The High Court has warned about the potential unfairness to defendants facing a claimant operating ‘risk-free’ under a damages-based agreement (DBA) and backed by after-the-event (ATE) insurance.
Mr Daniel Alexander QC, sitting as a deputy High Court judge, told Philip Warren & So Ltd (PWS) that it could be at risk of indemnity costs by continuing a claim that appeared seriously over-valued.
He said: “In my view the court should seek to encourage claims which are genuinely concerned with providing access to justice, including in its approach to the award of costs, but at the same time seek to mitigate any unfairness which may result from the way in which they can be used to cast unreasonable risks onto a defendant, reduce the incentives to make and accept reasonable settlement offers, or to incentivise unmeritorious claims.”
PWS is a family butcher based in Cornwall with a wholesale business reaching beyond that sued supermarket Lidl over a Warren & Sons brand it had used for fresh meat products between 2015 and 2020.
Though aware of it since late 2015, PWS did not complain to Lidl until the end of 2019.
Lidl had decided to abandon this brand before this but PWS still brought a £38m passing-off claim. It was brought under a DBA, supported by ATE, that gave its lawyers, intellectual property specialists Stobbs, 50% of any damages.
In the liability ruling in April, Mr Alexander found for Lidl, saying there was not a “significant operative misrepresentation causing material damage to PWS’s goodwill”.
Permission to appeal has been granted on “certain limited grounds”, the judge noted in last week’s consequentials ruling.
The judge recorded that, in October 2020, Lidl made a part 36 offer of £230,000 plus all PWS’s legal costs at the time, a total settlement package of about £500,000.
“This would have resulted in PWS and its lawyers being reasonably well compensated and would have avoided the significant costs of trial,” he said. PWS had made its own part 36 offer of £29m before this and another of £15m after.
Lidl sought its costs on the indemnity basis but the judge said PWS’s failure to “engage more seriously” with its part 36 offer was not, on its own, enough to justify this.
“With some hesitation, I have reached the view that a reasonable claimant would not have concluded that Lidl’s offer at that stage represented a better outcome than the likely outcome at trial.”
While it was accepted that the “mere fact that a substantial claim is pursued using a DBA” could not justify indemnity costs, Lidl argued that DBA and ATE funding was “capable of creating or increasing incentives to pursue speculative or opportunistic litigation” and could make cases harder to settle.
Lidl said such litigation may become an “investment vehicle” where, because there was no apparent downside to an insured claimant advancing a claim under a DBA, it may as well pursue the case to trial and beyond, making what amounts to a “bet without any stake”.
The judge recognised the benefits of new forms of litigation funding in enabling access to justice, saying lawyers working “in the hope of a large return” could not be criticised for doing so.
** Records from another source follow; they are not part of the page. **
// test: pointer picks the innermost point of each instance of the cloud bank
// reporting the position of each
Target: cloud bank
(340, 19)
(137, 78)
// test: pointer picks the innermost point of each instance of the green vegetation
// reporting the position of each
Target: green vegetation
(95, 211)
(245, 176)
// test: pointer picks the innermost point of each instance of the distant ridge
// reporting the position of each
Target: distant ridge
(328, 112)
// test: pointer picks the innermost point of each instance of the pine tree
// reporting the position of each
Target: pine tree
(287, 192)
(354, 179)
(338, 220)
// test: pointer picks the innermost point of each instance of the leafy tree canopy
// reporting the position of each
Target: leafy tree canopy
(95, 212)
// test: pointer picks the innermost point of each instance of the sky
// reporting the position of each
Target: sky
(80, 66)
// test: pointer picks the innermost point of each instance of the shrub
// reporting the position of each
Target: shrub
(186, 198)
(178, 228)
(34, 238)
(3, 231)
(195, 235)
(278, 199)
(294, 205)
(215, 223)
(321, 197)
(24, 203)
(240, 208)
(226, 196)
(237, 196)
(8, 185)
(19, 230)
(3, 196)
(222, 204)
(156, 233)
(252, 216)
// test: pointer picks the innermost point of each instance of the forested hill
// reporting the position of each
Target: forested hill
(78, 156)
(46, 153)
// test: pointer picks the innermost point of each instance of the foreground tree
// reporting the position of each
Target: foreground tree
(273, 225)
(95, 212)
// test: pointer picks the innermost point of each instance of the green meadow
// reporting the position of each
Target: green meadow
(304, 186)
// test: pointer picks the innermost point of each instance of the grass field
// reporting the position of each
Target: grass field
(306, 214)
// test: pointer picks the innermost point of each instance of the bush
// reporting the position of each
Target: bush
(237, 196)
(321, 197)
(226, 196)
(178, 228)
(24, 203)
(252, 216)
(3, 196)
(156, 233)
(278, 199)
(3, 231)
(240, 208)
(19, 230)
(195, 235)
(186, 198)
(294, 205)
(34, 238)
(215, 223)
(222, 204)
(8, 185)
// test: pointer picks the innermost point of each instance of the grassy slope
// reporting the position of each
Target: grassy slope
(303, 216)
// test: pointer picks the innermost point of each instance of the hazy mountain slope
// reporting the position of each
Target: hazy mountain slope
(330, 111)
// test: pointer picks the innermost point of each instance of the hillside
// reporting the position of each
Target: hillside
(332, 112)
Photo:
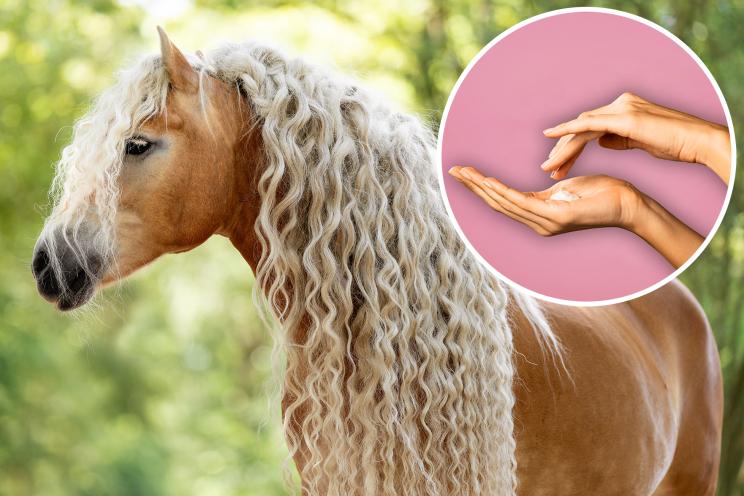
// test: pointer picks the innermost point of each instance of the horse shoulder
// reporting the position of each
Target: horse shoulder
(609, 423)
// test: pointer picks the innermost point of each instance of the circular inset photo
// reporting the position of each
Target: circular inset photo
(587, 156)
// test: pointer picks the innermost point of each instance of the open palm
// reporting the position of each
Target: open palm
(569, 205)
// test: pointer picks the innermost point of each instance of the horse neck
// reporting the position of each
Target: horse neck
(249, 162)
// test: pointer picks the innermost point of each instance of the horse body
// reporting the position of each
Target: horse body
(400, 359)
(641, 412)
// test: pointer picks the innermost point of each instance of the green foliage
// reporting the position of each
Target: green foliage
(163, 389)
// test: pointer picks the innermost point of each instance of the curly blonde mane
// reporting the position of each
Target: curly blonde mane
(398, 348)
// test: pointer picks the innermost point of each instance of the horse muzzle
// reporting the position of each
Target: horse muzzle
(66, 272)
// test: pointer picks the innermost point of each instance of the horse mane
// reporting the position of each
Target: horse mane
(398, 346)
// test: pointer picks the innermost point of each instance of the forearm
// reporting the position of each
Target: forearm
(669, 236)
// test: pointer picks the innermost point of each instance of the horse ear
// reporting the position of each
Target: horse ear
(182, 76)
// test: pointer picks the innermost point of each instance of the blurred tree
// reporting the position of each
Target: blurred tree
(165, 394)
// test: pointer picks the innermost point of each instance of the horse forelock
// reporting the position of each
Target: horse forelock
(399, 375)
(398, 348)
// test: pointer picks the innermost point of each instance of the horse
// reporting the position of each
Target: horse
(410, 369)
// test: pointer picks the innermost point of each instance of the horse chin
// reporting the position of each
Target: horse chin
(66, 303)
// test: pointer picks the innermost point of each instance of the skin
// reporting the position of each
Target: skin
(631, 122)
(626, 123)
(640, 412)
(603, 202)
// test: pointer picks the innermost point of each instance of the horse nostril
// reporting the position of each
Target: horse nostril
(40, 262)
(79, 280)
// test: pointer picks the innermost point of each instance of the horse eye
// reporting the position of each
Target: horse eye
(137, 146)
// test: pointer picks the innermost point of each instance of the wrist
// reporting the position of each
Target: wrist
(717, 151)
(634, 210)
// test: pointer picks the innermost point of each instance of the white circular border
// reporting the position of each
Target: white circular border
(729, 122)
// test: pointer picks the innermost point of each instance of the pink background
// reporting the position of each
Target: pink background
(548, 72)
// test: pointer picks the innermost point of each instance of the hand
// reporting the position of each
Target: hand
(632, 122)
(589, 201)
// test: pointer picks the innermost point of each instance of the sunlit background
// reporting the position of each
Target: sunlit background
(164, 388)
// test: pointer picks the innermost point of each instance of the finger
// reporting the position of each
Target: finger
(474, 175)
(497, 206)
(531, 204)
(570, 150)
(563, 170)
(562, 141)
(617, 142)
(603, 123)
He continued: “It can nonetheless be more problematic if such claims are pursued which impose large irrecoverable costs on a defendant to address, even if successful or if a defendant has made a reasonable offer to settle…
“That, it seems to me, can risk allocating litigation risks and rewards in an unfair and unbalanced way and create a range of undesirable incentives – including to run litigation in a more expensive way to a defendant and refuse reasonable offers to settle.”
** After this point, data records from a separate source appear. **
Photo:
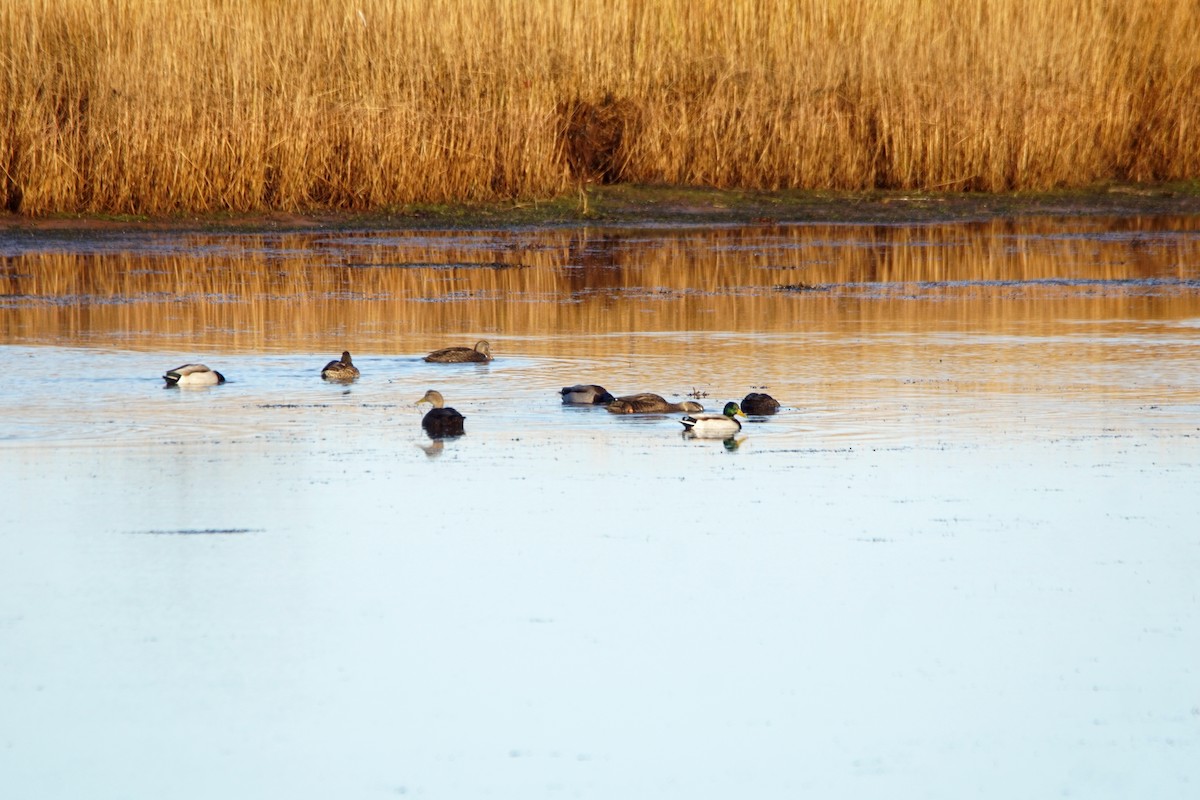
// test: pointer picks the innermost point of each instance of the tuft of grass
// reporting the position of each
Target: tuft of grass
(201, 106)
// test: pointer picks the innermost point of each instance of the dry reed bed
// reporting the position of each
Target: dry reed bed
(156, 106)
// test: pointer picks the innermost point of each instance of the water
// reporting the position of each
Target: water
(960, 561)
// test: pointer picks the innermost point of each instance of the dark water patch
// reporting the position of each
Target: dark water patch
(198, 531)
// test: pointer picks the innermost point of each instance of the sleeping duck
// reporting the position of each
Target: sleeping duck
(441, 421)
(651, 403)
(760, 404)
(714, 426)
(341, 370)
(479, 354)
(586, 395)
(193, 374)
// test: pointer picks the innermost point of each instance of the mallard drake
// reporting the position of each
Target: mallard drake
(340, 370)
(714, 426)
(760, 404)
(480, 354)
(441, 421)
(651, 403)
(193, 374)
(586, 395)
This suggested that, where large costs have been incurred in defending a “weak or speculative” claim, those should be paid in full, he said.
“That, in turn, suggests that, for failed claims of that kind, indemnity costs awards are more appropriate.”
Mr Alexander accepted that it was “impossible” at this stage to say definitively whether PWS’s claim was excessive but he identified “numerous” factors which meant it was not a case with “the hallmarks of a very large claim”.
While maintaining that costs should be paid on the standard basis, Mr Alexander said he would adjust the proposed order so that Lidl should have permission to apply to vary it in future.
“I will not impose strictures on the circumstances in which that may be done but indicate that a paradigm situation would be if the litigation had not produced an outcome for PWS significantly more favourable than it would have enjoyed had it accepted Lidl’s October 2020 offer…
“[The adjustment] will put the court into a position to do better justice, should the case proceed and will mean that the case is not pursued without PWS (and its lawyers) bearing the real risks relating to it and potentially having to bear the full consequences of the decision not to accept that offer, if it fails in main objective.
“It will ensure that if they wish to take the risk in the hope of a significant return, the cost of doing so is not cast onto others.”
PWS was asset-rich, so this would not diminish its access to justice, the judge continued.
“It will have the side-effect of ensuring that Lidl, PWS, its lawyers and ATE insurers can proceed (if they chose to) in the knowledge of the risks and returns or do something about the position they now face before significant further costs are incurred and the case becomes unsettlable (or more messy).
“In so saying I recognise that if the Court of Appeal alters the approach this costs award may be changed anyway.”